Three disaster-recovery solutions are available:

  • MySQL PaaS service restore solution (use Geo Restore): When a disaster occurs, MySQL Database on Azure services initiates an emergency response and determines whether the cause of the disaster can be quickly restored (in a shorter time than the RPO). If it is not possible to perform a quick restore, MySQL Database on Azure performs an offsite database restore on all affected instances. The point in time to be restored will be the closest possible restore point in time to the time at which the fault occurred.

    Note

    The PaaS solution for service restore designates, by default, a point in time when the data that is affected by the interruption was intact. MySQL on Azure then does everything possible to restore data based on this point in time or the closest restorable point in time for the instance’s designated region.

  • Self-service restore solution (use Geo Restore): If you are using a production environment with higher requirements in terms of recovery times, you can use the PowerShell command line to manually restore the affected instances offsite.

    If the Azure portal is accessible when a disaster occurs, you can follow the remote recovery procedure provided in Backup and restore MySQL Database on Azure. However, if regional disasters occur frequently, it will not be possible to obtain correct information on the instance in the Azure portal.
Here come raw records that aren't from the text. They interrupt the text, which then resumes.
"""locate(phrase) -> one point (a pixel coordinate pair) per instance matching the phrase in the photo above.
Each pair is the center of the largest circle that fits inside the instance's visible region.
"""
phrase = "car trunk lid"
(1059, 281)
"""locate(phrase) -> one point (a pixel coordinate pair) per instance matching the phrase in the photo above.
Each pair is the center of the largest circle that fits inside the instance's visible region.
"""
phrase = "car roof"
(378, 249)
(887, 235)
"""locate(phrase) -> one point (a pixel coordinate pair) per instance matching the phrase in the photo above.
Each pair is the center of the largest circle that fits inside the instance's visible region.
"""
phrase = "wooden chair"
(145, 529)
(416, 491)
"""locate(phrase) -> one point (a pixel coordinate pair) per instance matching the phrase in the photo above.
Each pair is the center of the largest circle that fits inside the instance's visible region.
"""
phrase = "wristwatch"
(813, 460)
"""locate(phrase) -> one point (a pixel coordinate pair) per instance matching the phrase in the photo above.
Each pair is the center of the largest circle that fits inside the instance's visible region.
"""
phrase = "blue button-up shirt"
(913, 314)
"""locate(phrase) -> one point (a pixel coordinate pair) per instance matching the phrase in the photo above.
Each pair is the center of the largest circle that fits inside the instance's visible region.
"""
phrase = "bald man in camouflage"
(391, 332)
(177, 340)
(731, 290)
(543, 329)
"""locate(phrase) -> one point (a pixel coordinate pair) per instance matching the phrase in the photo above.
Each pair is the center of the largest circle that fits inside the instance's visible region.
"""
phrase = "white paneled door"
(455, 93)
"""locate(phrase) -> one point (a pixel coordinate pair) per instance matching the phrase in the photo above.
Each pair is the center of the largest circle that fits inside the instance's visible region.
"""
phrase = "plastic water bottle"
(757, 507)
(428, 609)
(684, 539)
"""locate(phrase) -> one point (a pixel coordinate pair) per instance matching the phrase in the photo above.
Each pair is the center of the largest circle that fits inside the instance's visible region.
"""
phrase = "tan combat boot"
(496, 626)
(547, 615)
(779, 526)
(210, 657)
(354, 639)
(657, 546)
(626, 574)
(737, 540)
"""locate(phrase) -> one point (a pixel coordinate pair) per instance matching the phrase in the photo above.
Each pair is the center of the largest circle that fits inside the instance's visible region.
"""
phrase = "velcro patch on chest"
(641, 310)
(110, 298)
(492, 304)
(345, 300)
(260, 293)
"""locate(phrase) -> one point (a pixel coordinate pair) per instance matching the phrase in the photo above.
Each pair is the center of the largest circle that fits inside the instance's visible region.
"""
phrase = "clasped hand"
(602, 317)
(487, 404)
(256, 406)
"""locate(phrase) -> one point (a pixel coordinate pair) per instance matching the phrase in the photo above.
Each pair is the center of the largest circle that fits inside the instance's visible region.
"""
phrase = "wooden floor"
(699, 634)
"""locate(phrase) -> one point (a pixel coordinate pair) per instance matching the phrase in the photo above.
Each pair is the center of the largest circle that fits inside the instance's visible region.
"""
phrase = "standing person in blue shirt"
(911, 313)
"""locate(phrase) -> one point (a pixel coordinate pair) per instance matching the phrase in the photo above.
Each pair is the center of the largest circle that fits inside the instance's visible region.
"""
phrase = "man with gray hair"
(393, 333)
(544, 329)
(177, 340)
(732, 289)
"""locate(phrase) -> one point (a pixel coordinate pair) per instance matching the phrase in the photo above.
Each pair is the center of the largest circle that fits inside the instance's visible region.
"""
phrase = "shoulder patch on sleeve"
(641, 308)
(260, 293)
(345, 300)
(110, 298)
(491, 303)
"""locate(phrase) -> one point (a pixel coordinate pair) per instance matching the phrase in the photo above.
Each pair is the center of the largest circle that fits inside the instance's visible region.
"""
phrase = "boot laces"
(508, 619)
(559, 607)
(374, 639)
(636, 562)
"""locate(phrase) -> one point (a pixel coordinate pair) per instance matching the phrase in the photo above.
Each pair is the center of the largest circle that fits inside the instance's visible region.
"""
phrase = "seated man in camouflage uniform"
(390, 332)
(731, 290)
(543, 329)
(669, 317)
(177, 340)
In such a situation, we recommend that you perform an offsite restore operation on the instance by using PowerShell:

    New-AzureRmResource -ResourceType "Microsoft.MySql/servers" -ResourceName <ResourceName> -ApiVersion 2015-09-01 -ResourceGroupName <ResourceGroupName> -Location <TargetLocation> -SkuObject @{name=<targetSKU>} -Properties @{creationSource=@{server='<SourceServerName>';region='<SourceLocation>';timepoint='<TimeTag>'};version = '<version number>'}
    

    Note

    • Timepoint is an optional value. If you do not enter the value, the default is the current point in time. If you want to enter the value, you must use the date-time format in JSON to fill, for example, 2016-05-06T08:00:00. We use UTC time universally.
    • Instances that were created by using the Azure portal are allocated to the Default-MySQL-ChinaNorth and Default-MySQL-ChinaEast resource groups by default based on geographical location.

    After the restored instance has been created, you must add the current IP to the firewall whitelist for the new instance. You also must manually update the connection strings for the applications and database with the hostname of the new instance to restore the application-layer services.

  • Geo-subordinate instance restore solution (use Geo Replication): If you create a geo-subordinate instance in advance, when the master instance is not available, you can switch to the geo-subordinate instance through the Azure portal (manual) or apps (automatic) to realize rapid disaster recovery.

    To use the geo-subordinate instance restore solution, do the following:

    1. Sign in to the Azure portal, and then select the remote subordinate instance.
    2. Promote the geo-subordinate instance to a single instance. For more information, see the “Promote subordinate instance” section in MySQL master-subordinate replication and read-only instances.
    3. To connect to the promoted new instance, modify the connection address of the application client.